Merge pull request #84 from RosettaCommons/roccomoretti/rotamer_refactor
Rotamer Generation Refactor
This is a project I've been working on to clean up the way rotamer libraries get generated. Currently, there's an ad-hoc system based on various bits of data in the ResidueType, along with various if/else statements in RotamerLibrary as well as RotamerSet. This pull request implements a scheme to replace that with a more unified and extendable system.
* The various loose bits of rotamer specification data in the ResidueType are replaced with a single OP to a RotamerLibrarySpecification object. (in src/core/chemical/rotamers/) Generally, each various type of SingleResidueRotamerLibrary will have it's own RotamerLibrarySpecification subtype, each with it's own set of data.
* RotamerLibrarySpecification objects are created either based on the current rotamer lines in .params files, or with a new ROTAMERS line, which has the format ROTAMERS <tag> <data> where <tag> is a string which specifies which RotamerSpecification class to instantiate and <data> is in a class-specific, newline terminated format.
* To facilitate adding new rotamer library types, RotamerLibrarySpecifications have a (RosettaScripts-like) factory system.
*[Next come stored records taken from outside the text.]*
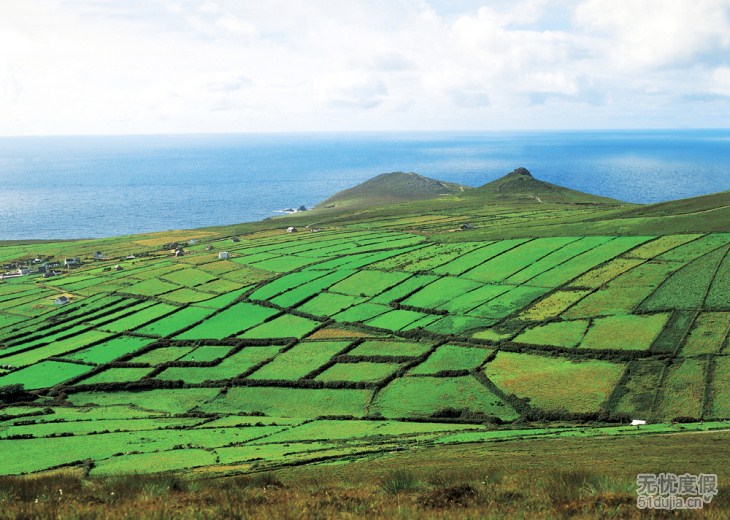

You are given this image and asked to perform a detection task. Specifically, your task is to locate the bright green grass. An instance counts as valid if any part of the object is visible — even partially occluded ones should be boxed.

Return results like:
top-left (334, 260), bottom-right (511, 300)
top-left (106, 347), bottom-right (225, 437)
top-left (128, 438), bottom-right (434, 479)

top-left (484, 352), bottom-right (625, 413)
top-left (514, 320), bottom-right (588, 348)
top-left (195, 286), bottom-right (249, 309)
top-left (370, 274), bottom-right (439, 305)
top-left (614, 358), bottom-right (666, 419)
top-left (657, 358), bottom-right (707, 420)
top-left (249, 341), bottom-right (349, 381)
top-left (332, 303), bottom-right (392, 323)
top-left (438, 284), bottom-right (514, 313)
top-left (193, 275), bottom-right (249, 294)
top-left (101, 303), bottom-right (179, 332)
top-left (626, 235), bottom-right (702, 260)
top-left (239, 314), bottom-right (320, 338)
top-left (680, 312), bottom-right (730, 357)
top-left (423, 316), bottom-right (496, 335)
top-left (530, 237), bottom-right (650, 288)
top-left (329, 269), bottom-right (411, 297)
top-left (163, 268), bottom-right (216, 287)
top-left (79, 368), bottom-right (151, 385)
top-left (710, 356), bottom-right (730, 417)
top-left (409, 344), bottom-right (493, 375)
top-left (297, 292), bottom-right (365, 317)
top-left (0, 417), bottom-right (204, 438)
top-left (705, 254), bottom-right (730, 310)
top-left (572, 258), bottom-right (644, 289)
top-left (506, 237), bottom-right (611, 284)
top-left (90, 449), bottom-right (215, 476)
top-left (0, 330), bottom-right (111, 367)
top-left (433, 239), bottom-right (526, 276)
top-left (251, 271), bottom-right (325, 300)
top-left (180, 345), bottom-right (232, 361)
top-left (462, 237), bottom-right (578, 283)
top-left (580, 314), bottom-right (669, 350)
top-left (657, 233), bottom-right (730, 261)
top-left (247, 255), bottom-right (313, 273)
top-left (370, 376), bottom-right (518, 420)
top-left (200, 386), bottom-right (372, 418)
top-left (271, 270), bottom-right (352, 307)
top-left (130, 346), bottom-right (195, 365)
top-left (0, 361), bottom-right (92, 390)
top-left (518, 289), bottom-right (590, 321)
top-left (136, 307), bottom-right (214, 337)
top-left (253, 420), bottom-right (483, 444)
top-left (124, 278), bottom-right (180, 296)
top-left (365, 309), bottom-right (426, 331)
top-left (160, 287), bottom-right (222, 304)
top-left (348, 340), bottom-right (433, 357)
top-left (316, 361), bottom-right (400, 382)
top-left (68, 388), bottom-right (220, 413)
top-left (403, 276), bottom-right (482, 309)
top-left (175, 302), bottom-right (278, 339)
top-left (156, 346), bottom-right (283, 384)
top-left (641, 247), bottom-right (728, 311)
top-left (65, 336), bottom-right (152, 364)
top-left (563, 284), bottom-right (653, 319)
top-left (469, 285), bottom-right (548, 319)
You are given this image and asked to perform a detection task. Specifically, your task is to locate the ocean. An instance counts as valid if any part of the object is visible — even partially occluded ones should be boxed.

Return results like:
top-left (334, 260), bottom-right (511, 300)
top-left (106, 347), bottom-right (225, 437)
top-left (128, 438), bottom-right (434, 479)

top-left (0, 130), bottom-right (730, 240)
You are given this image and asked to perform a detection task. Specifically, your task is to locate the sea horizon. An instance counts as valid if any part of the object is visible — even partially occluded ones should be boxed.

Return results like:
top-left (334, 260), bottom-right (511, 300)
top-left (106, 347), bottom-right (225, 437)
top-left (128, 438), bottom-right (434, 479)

top-left (0, 129), bottom-right (730, 240)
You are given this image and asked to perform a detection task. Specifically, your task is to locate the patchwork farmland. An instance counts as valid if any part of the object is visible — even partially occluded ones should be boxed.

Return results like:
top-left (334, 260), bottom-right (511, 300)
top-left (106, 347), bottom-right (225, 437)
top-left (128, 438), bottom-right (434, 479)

top-left (0, 222), bottom-right (730, 475)
top-left (0, 168), bottom-right (730, 484)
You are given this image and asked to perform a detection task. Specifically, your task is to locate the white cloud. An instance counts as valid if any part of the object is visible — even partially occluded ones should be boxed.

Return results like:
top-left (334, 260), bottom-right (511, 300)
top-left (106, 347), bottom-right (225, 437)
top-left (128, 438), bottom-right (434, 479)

top-left (575, 0), bottom-right (730, 69)
top-left (0, 0), bottom-right (730, 134)
top-left (321, 72), bottom-right (388, 109)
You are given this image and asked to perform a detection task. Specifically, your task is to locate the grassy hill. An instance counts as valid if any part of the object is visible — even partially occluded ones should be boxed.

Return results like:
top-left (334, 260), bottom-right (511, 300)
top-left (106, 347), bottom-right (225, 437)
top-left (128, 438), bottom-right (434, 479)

top-left (317, 172), bottom-right (471, 209)
top-left (467, 168), bottom-right (620, 204)
top-left (0, 170), bottom-right (730, 482)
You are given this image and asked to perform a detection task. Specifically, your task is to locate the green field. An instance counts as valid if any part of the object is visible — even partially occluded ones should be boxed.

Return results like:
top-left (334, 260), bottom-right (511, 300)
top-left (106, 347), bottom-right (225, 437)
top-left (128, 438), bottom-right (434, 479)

top-left (0, 167), bottom-right (730, 477)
This not only allows "easy" addition of new rotamer types, but also allows you to place the implementation anywhere in the library hierarchy.
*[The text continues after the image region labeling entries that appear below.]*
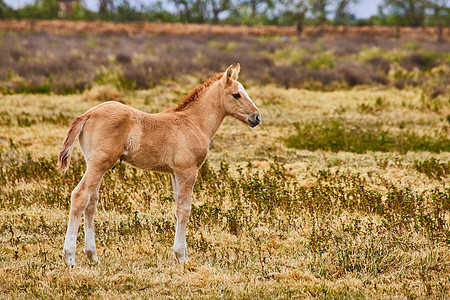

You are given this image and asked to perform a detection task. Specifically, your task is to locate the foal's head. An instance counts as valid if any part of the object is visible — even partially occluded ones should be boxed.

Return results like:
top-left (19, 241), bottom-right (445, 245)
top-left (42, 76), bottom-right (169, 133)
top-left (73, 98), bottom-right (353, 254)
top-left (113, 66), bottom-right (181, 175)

top-left (220, 64), bottom-right (261, 127)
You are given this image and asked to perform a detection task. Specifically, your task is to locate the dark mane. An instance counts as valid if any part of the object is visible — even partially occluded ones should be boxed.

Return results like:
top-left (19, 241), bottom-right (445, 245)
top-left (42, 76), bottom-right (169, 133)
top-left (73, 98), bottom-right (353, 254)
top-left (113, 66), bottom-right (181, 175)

top-left (173, 73), bottom-right (223, 111)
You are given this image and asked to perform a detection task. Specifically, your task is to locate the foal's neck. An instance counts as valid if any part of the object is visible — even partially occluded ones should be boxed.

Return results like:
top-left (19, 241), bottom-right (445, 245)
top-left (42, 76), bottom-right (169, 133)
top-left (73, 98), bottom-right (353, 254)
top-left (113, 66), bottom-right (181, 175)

top-left (179, 82), bottom-right (226, 140)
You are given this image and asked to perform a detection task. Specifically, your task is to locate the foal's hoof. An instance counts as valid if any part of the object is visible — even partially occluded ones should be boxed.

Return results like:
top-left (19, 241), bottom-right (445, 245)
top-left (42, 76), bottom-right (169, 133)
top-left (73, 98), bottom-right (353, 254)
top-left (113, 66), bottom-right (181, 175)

top-left (173, 248), bottom-right (188, 265)
top-left (84, 249), bottom-right (100, 265)
top-left (63, 250), bottom-right (75, 267)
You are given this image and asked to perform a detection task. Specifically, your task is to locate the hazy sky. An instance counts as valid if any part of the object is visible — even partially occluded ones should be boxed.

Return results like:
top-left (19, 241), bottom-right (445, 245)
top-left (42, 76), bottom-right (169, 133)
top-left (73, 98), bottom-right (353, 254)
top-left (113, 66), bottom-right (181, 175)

top-left (4, 0), bottom-right (383, 18)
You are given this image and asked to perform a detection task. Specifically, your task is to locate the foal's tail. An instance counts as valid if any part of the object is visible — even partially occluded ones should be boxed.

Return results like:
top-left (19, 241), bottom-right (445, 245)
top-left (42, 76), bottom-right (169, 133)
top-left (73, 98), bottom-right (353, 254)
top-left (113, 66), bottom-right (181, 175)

top-left (58, 115), bottom-right (89, 171)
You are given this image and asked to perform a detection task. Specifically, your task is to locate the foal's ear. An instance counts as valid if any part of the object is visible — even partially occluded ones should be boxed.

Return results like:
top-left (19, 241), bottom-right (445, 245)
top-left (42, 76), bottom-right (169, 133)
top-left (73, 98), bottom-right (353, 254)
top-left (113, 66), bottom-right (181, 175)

top-left (231, 63), bottom-right (241, 80)
top-left (220, 65), bottom-right (233, 85)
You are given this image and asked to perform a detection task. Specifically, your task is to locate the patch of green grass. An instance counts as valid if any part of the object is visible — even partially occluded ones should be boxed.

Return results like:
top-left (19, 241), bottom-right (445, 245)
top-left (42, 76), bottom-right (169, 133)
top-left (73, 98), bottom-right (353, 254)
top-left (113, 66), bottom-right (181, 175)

top-left (285, 119), bottom-right (450, 153)
top-left (414, 157), bottom-right (450, 180)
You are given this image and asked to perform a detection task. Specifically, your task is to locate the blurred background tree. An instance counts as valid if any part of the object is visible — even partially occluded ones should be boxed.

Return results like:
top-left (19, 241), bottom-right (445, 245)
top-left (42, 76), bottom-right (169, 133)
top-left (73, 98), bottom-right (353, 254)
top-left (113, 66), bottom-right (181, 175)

top-left (0, 0), bottom-right (450, 26)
* SingleResidueRotamerLibraries are now instantiated based on the type of RotamerLibrarySpecification that's in the ResidueType.
* This is also a factory based system, based off of the same tag from the RotamerLibrarySpecification class - each RotamerLibrarySpecification class has a corresponding SingleResidueRotamerLibrary, more or less. It's flexible enough that you can do one to many or many to one if you want to.
* The SingleResidueRotamerLibrary factory functionality has been excised from the RotamerLibrary class into a new SingleResidueRotamerLibraryFactory class. This makes core::pack::dunbrack::RotamerLibrary strictly a class for handling the Dunbrack rotamer libraries.
* This also entailed splitting off the CenRot library functionality - the upshot of which is that it is no longer necessary to have a separate flag to enable CenRot rotamers - it will do auto lazy loading.
* Functionality in core/pack/dunbrack/ was also split between core/pack/dunbrack/ and core/pack/rotamers/ - core/pack/dunbrack should contain the functionality which is specific for handling Dunbrack-based rotamer libraries, and core/pack/rotamers/ hold code which is more generic and not necessarily related to the Dunbrack rotamer libraries.
* The previous SingleResidueRotamerLibrary caching scheme used has been replaced by a new write-once/software transactional memory inspired one which should be more threadsafe than the previous one.
* The way SingleLigandRotamerLibrary's data are stored has changed. Previously the library was read and stored as Residue objects. This introduces an implicit cross dependency between the RotamerLibraries and ResiudeTypes/ResidueTypeSets, which breaks down if the underlying ResidueType is deleted, or if there are multiple ResidueTypeSets with different ResidueTypes with the same name. Now, instead of storing Residues the SingleLigandRotamer now represents the input pdb as an atom name/coordinate map, and the vector of Rotamer objects is recreated each time it's needed, just as it is for the Dunbrack libraries. As a benefit, this simplifies the enzdes/metal ion covalent residue patching code a bit.
I (started to) remove the implicit dependence of Rotamer library on the AA enum. Instead, canonical amino acids now have an explicit ROTAMER_AA line which specifies the Dunbrack rotamer library to use. This removes the "magic" that previously happened based on the ResidueTypeSet identity, so that AA LYS in fa_standard magically got Dunbrack rotamers, but AA LYS in centroid didn't. Now AA LYS in fa_standard gets Dunbrack rotamers because the params file says that it should, and AA LYS in centroid doesn't because the params file says that it doesn't.
Certain types (RNA, DNA, etc.) still base rotamers off of AA type in an ugly if/else clause in RotamerSet - changing this is a TODO future goal. (Preferably one which lands on someone else's plate)
Cosmetic tracer changes expected on the following 25 integration tests:
Enzrevert_xml coupled_moves cstfile_to_theozyme_pdb enzdes extract_atomtree_diffs hybridization inverse_rotamer_remodel kinemage_grid_output ligand_database_io ligand_dock_7cpa ligand_dock_grid ligand_dock_script ligand_motif_design ligand_water_docking match_1n9l mp_relax_w_ligand orbitals relax_w_allatom_cst residue_data_resource sdf_reader startfrom_file validate_database write_mol_file -- fiber_diffraction_fad fold_and_dock
The last two look worse than they are due to extra debugging output.
I'm also seeing a ~10% slowdown on the fa_dun* scoreterm performance tests, though not really on the full-scale scoring/minimization tests. It's slightly concerning, but I don't think it's worth putting off the merge for.